Strong growth expected
Power says future sector growth will be stronger than Morgan Stanley’s recent prediction – $60 billion in funds under management by 2020 – partly because of the vehicle’s appeal during market downturns.
“I think volatility in markets makes advisers lock this in,” she explains. “If there are some corrections or changes in markets, it allows for a quick response.”
She says managed accounts’ continued introduction onto platforms such as CFS’ FirstChoice and FirstWrap, and those of its competitors BT Panorama and Macquarie Wrap, will resonate with a broad market. “Advisers can use these investment products to run a more efficient practice; they can service more Australians and provide more advice for Australians,” she says.
FirstWrap, launched late last year, offers direct equities to advisers in SMAs, free of brokerage, combined with the ability to set client preferences at the account level.
Another benefit is for licensees to cater to clients’ environmental, social and governance bias, by tailoring solutions to their customer base, Power says.
“That’s absolutely something that’s being preferred in the FirstWrap product,” she explains. “You can specify that you don’t want to own certain stocks or that as a director of a company you can’t hold certain stocks and you can exclude those.”
Nikko Asset Management Australia managing director Sam Hallinan, whose company manages almost $9 billion in funds for Australian retail and institutional investors, has placed its Australian Share Concentrated Fund on CFS’ FirstChoice and FirstWrap platforms.

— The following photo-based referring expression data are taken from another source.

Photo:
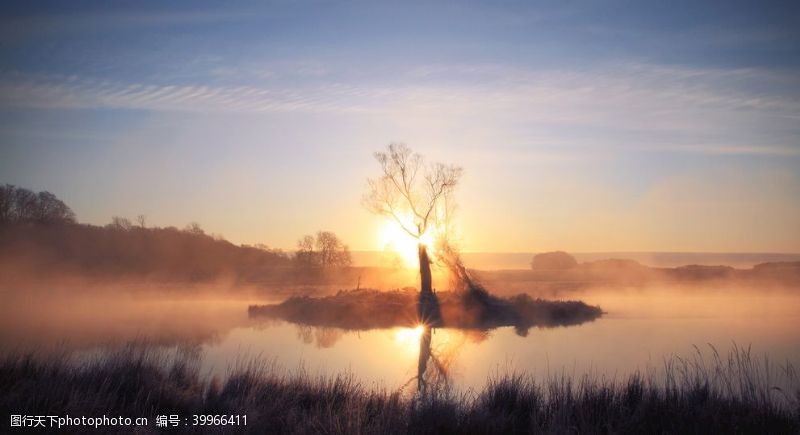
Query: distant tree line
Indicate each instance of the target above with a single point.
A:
(326, 250)
(38, 232)
(22, 206)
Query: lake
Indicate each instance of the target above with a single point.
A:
(640, 329)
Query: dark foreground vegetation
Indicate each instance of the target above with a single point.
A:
(369, 309)
(727, 395)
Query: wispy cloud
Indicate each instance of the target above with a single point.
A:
(700, 107)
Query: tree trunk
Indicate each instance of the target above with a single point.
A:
(428, 306)
(425, 288)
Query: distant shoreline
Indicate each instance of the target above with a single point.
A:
(521, 260)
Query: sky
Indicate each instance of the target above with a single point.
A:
(581, 126)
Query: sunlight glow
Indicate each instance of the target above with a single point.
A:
(408, 338)
(392, 237)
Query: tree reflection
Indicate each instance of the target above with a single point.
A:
(432, 373)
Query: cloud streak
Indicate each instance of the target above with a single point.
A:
(696, 108)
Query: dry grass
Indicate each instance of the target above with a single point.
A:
(731, 394)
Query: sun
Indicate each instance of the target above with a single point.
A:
(392, 237)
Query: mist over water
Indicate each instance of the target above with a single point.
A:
(641, 327)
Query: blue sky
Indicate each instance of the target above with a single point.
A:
(581, 126)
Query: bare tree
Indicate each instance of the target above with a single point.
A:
(327, 250)
(120, 223)
(18, 205)
(305, 254)
(415, 196)
(332, 252)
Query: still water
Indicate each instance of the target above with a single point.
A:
(641, 329)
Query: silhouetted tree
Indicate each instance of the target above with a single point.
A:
(324, 251)
(194, 228)
(18, 205)
(413, 195)
(119, 224)
(332, 252)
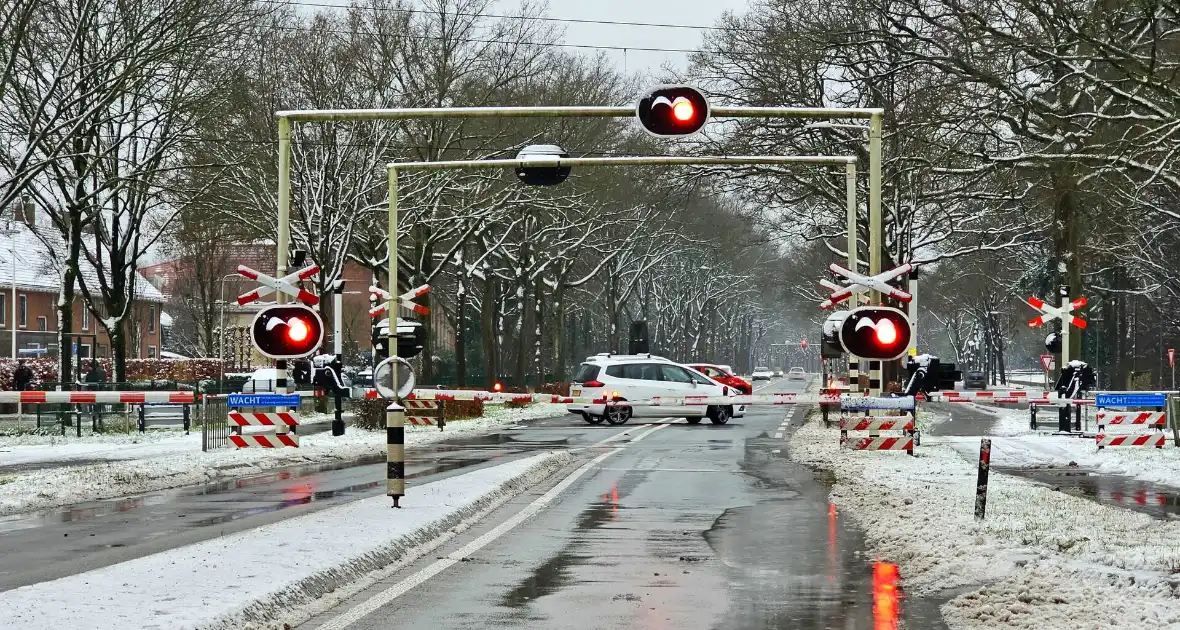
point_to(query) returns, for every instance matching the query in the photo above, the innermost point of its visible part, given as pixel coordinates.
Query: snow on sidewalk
(261, 575)
(1042, 559)
(164, 461)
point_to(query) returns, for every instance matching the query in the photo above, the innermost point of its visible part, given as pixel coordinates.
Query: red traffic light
(673, 110)
(287, 332)
(878, 333)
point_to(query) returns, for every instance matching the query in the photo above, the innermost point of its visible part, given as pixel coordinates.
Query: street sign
(263, 400)
(859, 404)
(406, 300)
(1131, 400)
(284, 284)
(857, 283)
(1049, 313)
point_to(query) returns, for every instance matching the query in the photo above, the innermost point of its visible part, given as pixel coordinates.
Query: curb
(308, 597)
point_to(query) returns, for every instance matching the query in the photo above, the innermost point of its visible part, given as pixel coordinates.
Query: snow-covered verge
(1016, 445)
(1042, 559)
(162, 461)
(259, 578)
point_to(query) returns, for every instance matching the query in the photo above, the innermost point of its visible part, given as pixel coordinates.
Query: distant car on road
(761, 374)
(723, 375)
(975, 380)
(641, 376)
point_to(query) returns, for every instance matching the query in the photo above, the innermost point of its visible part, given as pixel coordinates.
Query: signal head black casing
(673, 110)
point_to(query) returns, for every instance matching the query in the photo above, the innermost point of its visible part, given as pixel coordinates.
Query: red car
(723, 376)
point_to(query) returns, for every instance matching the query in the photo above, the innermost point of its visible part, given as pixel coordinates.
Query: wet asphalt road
(51, 544)
(688, 527)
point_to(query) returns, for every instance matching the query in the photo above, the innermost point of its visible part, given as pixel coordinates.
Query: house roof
(38, 271)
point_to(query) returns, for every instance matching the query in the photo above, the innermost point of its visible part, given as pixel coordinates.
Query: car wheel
(617, 414)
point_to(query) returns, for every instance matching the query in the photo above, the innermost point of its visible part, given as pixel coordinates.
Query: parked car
(723, 375)
(641, 376)
(761, 374)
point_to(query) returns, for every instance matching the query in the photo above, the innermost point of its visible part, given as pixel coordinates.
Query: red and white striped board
(1131, 418)
(882, 444)
(264, 440)
(131, 398)
(1156, 440)
(876, 424)
(263, 419)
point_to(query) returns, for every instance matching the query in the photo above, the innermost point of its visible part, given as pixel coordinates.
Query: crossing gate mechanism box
(425, 412)
(1153, 419)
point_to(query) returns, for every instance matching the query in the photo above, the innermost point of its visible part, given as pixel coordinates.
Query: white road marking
(382, 598)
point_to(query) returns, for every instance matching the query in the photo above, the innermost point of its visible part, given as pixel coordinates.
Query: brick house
(37, 284)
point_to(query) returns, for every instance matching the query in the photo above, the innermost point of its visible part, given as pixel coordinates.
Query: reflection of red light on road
(885, 596)
(831, 543)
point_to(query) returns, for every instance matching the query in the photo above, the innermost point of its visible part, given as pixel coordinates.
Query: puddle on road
(1154, 499)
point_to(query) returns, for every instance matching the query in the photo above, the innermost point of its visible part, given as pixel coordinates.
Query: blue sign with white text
(859, 404)
(263, 400)
(1131, 400)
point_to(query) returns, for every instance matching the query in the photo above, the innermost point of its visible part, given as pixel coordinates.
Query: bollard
(395, 451)
(981, 487)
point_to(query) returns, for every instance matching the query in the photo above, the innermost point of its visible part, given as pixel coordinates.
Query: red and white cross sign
(858, 283)
(404, 300)
(284, 284)
(1051, 313)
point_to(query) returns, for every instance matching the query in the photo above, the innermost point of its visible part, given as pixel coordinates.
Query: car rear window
(587, 372)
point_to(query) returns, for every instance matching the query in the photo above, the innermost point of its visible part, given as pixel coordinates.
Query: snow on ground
(260, 575)
(1042, 559)
(162, 461)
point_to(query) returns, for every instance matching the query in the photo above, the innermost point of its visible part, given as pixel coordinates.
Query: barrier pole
(395, 451)
(981, 487)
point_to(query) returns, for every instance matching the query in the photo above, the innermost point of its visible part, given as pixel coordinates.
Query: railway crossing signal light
(876, 333)
(287, 332)
(673, 110)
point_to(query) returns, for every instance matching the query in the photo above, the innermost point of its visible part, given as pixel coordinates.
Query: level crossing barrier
(1135, 419)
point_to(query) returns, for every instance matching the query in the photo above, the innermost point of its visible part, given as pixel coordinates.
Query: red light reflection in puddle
(886, 596)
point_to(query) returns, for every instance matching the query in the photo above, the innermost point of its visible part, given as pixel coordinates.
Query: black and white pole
(981, 489)
(395, 451)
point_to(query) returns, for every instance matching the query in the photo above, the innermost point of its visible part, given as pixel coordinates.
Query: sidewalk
(164, 459)
(264, 575)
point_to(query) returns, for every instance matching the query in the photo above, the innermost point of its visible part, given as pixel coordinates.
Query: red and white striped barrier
(264, 440)
(877, 424)
(1131, 418)
(104, 398)
(263, 419)
(882, 444)
(1155, 440)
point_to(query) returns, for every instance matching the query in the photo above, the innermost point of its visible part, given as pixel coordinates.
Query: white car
(641, 376)
(761, 374)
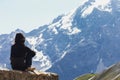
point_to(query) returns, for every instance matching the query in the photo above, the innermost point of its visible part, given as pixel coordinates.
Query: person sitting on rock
(21, 56)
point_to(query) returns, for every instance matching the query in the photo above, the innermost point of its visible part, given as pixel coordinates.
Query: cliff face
(19, 75)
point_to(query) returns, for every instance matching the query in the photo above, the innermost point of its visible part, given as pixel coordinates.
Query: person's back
(21, 56)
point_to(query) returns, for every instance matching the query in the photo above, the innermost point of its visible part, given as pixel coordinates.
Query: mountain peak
(89, 6)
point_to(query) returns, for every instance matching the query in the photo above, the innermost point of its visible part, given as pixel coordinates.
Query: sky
(30, 14)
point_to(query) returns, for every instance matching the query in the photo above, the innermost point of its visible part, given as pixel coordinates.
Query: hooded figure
(21, 56)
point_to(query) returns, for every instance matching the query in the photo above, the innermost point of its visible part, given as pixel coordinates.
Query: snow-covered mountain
(85, 40)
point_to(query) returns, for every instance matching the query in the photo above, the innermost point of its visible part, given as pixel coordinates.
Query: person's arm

Hallinan says managed accounts are particularly popular with Australian investors and are a good way to have direct ownership of shares while accessing the best advice.
The Australian Share Concentrated Fund focuses on 15 to 25 stocks; it is designed to provide a total return with a bias towards income. Its weightings vary considerably from the S&P/ASX 200 Index, and it is managed by its 11-member Australian equities team.
“Managed accounts are available globally and growing in popularity, particularly in Australia, so our priorities are in Australian equities,” Hallinan says.
More than half of last year’s growth in managed accounts was organic, as advisers increasingly prefer them for a certain client segment, IMAP chairman Toby Potter says.
“It shows that in a market generally characterised by low growth, managed accounts are the most vibrant area,” Potter says.